GPS + IMU data from phones might be useful but neither is particularly accurate compared to video data. Maybe the IMU data would be useful to make the car feel more "human"
I'm confused...are the datasets free (as in for profit and nonprofit) to use and the pretrained models (mentioned in the paper) are under the UC license?
Presumably lots of successful driving video is at least a prerequisite to validating an automatic driving system, even if you're not using it for training?
Before I register to download the data, is there a smaller dataset for you to play with on the portal? I've been itching to do something fun after taking my SDC from Udacity. Nut1.8TB is way more than I can handle right now. Can someone upload a portion of this? (<10GB)?
I already emailed the creator a couple weeks back to request / offer a torrent, but haven't heard anything back.
The problem here is that both of your suggestions involve a 2-step process:
1. Download the file
2. Create a torrent from it, or upload it to IPFS
Since step 1 is already a 2TB download, getting to either version of step 2 is untenable. I agree with one of the other posters in this thread, the default for something like this should be torrent since you get both distribution and checksumming for free.

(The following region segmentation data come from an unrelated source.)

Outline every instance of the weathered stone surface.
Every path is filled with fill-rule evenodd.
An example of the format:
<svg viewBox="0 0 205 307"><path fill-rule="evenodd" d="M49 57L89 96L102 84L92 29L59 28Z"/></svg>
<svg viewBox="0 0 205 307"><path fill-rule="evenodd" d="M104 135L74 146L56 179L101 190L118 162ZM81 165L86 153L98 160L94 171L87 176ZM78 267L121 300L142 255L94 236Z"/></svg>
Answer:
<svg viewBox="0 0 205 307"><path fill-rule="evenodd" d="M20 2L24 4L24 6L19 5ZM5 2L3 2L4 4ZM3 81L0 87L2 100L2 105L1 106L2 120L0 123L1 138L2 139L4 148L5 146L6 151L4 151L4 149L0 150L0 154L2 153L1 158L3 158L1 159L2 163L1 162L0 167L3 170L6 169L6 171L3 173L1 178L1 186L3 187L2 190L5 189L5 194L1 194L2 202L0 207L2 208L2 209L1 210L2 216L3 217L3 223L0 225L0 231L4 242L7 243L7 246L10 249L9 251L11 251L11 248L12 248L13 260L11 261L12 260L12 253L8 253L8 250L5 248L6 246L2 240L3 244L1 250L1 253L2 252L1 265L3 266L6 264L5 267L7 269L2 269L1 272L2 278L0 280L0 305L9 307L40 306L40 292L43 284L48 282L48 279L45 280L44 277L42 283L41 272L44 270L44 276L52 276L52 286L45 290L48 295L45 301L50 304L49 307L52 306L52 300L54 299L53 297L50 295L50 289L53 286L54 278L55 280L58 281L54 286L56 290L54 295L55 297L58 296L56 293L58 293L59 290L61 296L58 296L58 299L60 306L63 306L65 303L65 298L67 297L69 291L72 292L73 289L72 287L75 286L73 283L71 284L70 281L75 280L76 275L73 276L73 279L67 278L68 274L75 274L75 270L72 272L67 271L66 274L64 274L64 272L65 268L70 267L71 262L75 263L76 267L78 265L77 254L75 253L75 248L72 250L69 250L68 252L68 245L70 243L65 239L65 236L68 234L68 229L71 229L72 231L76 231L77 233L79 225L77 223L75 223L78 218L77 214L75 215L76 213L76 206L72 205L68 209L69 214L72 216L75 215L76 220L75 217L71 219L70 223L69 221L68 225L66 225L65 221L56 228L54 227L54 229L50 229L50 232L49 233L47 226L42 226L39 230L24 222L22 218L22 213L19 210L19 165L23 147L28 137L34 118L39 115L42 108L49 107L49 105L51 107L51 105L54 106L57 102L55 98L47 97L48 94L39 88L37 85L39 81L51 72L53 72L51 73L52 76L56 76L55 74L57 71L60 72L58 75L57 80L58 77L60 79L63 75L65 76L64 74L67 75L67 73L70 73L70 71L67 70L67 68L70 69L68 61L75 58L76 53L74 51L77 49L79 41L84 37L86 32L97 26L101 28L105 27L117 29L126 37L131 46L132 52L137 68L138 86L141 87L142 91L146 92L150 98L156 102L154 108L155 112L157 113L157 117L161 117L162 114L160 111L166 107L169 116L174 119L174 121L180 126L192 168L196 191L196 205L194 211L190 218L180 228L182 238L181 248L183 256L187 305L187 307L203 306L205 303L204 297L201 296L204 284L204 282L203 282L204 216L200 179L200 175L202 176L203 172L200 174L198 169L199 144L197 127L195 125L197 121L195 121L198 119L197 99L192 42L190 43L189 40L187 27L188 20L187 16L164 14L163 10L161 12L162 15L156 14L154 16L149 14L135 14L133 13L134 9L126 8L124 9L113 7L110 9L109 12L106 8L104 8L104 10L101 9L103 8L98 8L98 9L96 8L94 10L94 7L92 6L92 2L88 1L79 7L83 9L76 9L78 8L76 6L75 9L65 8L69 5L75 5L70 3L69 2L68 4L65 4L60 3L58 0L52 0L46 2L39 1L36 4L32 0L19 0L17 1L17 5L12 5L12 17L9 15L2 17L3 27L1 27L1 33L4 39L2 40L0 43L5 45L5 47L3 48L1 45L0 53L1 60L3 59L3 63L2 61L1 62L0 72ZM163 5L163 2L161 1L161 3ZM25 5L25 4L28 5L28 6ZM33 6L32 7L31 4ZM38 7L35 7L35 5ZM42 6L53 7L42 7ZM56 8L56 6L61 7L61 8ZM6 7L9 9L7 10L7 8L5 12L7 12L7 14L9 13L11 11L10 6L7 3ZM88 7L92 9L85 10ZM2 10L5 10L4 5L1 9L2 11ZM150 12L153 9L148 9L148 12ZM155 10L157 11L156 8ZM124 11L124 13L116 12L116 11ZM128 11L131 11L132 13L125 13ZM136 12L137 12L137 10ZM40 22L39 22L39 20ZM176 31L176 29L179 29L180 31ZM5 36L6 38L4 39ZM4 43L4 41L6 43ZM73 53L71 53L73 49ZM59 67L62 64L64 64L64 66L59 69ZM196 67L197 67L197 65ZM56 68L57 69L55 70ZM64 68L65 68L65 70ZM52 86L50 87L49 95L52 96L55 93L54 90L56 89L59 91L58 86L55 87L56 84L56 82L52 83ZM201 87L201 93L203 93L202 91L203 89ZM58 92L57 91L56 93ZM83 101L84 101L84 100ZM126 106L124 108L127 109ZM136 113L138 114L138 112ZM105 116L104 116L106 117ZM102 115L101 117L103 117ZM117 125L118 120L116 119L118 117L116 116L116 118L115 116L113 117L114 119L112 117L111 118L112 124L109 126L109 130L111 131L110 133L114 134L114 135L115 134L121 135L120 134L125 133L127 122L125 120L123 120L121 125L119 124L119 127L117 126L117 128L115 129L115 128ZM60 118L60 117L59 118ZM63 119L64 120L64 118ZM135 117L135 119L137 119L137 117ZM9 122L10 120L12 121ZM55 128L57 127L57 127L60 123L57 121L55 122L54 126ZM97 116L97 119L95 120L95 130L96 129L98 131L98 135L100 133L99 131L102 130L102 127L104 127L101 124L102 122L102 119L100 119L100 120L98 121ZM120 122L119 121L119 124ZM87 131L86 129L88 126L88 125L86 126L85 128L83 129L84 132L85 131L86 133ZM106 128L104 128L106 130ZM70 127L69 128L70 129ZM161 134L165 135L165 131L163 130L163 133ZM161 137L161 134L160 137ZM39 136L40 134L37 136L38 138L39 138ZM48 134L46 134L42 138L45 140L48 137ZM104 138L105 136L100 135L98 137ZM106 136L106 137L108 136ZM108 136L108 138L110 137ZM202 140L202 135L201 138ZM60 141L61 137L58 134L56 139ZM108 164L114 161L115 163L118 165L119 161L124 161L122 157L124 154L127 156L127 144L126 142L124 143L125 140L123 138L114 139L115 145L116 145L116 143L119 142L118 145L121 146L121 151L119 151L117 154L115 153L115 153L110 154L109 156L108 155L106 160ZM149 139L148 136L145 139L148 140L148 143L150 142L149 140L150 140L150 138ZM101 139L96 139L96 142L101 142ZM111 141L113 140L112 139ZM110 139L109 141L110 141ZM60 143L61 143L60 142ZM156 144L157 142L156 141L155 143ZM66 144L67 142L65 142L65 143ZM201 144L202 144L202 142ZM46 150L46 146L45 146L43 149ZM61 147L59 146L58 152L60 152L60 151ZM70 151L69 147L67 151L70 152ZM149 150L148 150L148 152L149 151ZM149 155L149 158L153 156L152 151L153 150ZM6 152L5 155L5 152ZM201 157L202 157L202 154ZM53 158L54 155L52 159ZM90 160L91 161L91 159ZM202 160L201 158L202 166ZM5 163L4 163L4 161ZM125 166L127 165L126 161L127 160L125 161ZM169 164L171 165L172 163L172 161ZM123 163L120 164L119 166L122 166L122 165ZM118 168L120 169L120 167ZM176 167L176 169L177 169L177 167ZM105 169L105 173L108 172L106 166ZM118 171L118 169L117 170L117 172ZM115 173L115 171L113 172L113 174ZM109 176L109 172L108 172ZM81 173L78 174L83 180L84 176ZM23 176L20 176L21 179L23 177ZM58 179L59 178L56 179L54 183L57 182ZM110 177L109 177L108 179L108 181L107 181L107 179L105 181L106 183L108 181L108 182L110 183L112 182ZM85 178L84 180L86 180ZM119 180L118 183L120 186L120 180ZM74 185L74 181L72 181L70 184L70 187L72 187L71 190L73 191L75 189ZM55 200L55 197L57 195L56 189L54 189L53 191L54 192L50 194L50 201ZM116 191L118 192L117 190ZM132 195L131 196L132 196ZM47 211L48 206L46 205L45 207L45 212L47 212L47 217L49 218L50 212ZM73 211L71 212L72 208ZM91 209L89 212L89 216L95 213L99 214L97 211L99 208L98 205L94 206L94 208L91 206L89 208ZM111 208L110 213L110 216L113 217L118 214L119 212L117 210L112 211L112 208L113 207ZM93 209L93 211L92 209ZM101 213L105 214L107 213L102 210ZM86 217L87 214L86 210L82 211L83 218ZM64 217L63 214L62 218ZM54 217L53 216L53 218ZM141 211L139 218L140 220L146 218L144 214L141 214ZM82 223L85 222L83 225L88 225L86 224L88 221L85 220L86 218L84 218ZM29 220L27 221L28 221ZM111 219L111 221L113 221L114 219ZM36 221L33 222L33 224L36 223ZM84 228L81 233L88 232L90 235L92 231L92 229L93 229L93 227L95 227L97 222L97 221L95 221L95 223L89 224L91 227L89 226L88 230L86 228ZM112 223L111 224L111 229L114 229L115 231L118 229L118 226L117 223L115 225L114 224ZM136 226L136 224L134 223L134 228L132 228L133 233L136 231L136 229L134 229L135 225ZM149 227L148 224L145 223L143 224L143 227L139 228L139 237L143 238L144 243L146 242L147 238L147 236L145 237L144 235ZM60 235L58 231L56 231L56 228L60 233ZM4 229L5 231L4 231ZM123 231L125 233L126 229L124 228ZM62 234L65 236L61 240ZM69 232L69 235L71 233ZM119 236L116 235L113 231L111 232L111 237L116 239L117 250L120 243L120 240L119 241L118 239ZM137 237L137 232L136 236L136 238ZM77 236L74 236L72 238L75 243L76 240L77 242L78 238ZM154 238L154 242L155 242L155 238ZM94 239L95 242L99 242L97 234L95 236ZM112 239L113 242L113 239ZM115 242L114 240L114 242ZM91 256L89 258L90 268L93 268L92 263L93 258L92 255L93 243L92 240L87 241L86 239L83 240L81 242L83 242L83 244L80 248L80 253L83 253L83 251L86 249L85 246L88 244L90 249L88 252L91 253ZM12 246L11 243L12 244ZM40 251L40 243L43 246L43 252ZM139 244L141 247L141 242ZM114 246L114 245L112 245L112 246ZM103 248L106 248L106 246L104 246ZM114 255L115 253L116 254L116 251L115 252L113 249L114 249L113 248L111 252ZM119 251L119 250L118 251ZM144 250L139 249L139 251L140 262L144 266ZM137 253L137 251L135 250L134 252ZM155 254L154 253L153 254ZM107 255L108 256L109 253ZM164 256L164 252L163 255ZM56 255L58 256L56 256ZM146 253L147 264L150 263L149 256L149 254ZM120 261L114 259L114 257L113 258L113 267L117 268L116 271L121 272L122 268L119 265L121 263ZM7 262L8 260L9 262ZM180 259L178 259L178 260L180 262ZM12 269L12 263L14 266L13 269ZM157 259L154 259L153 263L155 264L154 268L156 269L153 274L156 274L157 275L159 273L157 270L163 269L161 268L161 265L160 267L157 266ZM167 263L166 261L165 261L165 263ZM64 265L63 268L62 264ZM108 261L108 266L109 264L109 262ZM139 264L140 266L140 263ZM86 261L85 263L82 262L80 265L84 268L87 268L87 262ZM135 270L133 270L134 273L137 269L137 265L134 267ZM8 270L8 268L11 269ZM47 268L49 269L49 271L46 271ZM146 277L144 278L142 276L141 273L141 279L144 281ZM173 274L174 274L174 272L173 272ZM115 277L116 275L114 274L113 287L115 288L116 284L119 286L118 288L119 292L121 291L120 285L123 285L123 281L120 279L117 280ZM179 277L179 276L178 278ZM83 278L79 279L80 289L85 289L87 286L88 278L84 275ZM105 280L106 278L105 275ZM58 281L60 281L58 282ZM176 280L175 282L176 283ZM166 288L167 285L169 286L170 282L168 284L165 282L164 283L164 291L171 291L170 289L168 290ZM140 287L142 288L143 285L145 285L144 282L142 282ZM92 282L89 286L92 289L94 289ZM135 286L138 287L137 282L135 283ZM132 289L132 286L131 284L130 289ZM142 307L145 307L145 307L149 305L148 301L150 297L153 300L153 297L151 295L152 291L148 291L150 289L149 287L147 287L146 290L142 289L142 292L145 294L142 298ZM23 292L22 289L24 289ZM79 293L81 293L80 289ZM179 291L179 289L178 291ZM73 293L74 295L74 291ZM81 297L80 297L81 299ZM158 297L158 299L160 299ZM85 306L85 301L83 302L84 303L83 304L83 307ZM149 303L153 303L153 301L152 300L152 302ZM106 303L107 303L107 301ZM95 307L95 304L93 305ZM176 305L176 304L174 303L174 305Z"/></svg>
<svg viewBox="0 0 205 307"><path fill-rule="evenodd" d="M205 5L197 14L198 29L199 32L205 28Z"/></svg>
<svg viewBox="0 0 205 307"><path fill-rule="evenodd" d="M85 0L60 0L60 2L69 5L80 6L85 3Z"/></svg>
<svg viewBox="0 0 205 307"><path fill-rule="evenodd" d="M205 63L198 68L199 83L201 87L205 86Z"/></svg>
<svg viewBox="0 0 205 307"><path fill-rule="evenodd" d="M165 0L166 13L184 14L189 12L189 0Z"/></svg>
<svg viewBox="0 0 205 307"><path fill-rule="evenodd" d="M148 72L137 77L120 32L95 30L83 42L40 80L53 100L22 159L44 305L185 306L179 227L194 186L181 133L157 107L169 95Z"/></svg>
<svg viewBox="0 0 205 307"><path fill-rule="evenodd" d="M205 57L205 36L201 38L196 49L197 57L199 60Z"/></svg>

It would also be nice if it wasn't a 2TB zip file, which then has to be unzipped onto another 2TB of storage for practical use.
Subject to licensing, we intend to make the dataset available (along with loads of other big datasets for ML) using a bit-torrent like program called Dela for the Hops Hadoop platform. Maybe in 3 weeks or so, it will all be released - with this dataset.
Dela integrates with HDFS/S3/GCS backends, and it supports NAT traversal, and a delay-based congestion control over UDP - good for high bandwidth/high latency networks. See http://www.hops.io and our paper - https://ieeexplore.ieee.org/document/7980225/
"FAQ: The download buttons do not work".
"The website is fully supported by Chrome now"
The current state of the internet, has reached a very low point. One would expect more from berkley.edu.
EDIT: I find the downvotes preposterous. Are we somehow supposed to expect requiring a proprietary browser to simply download a file from an educational institution now?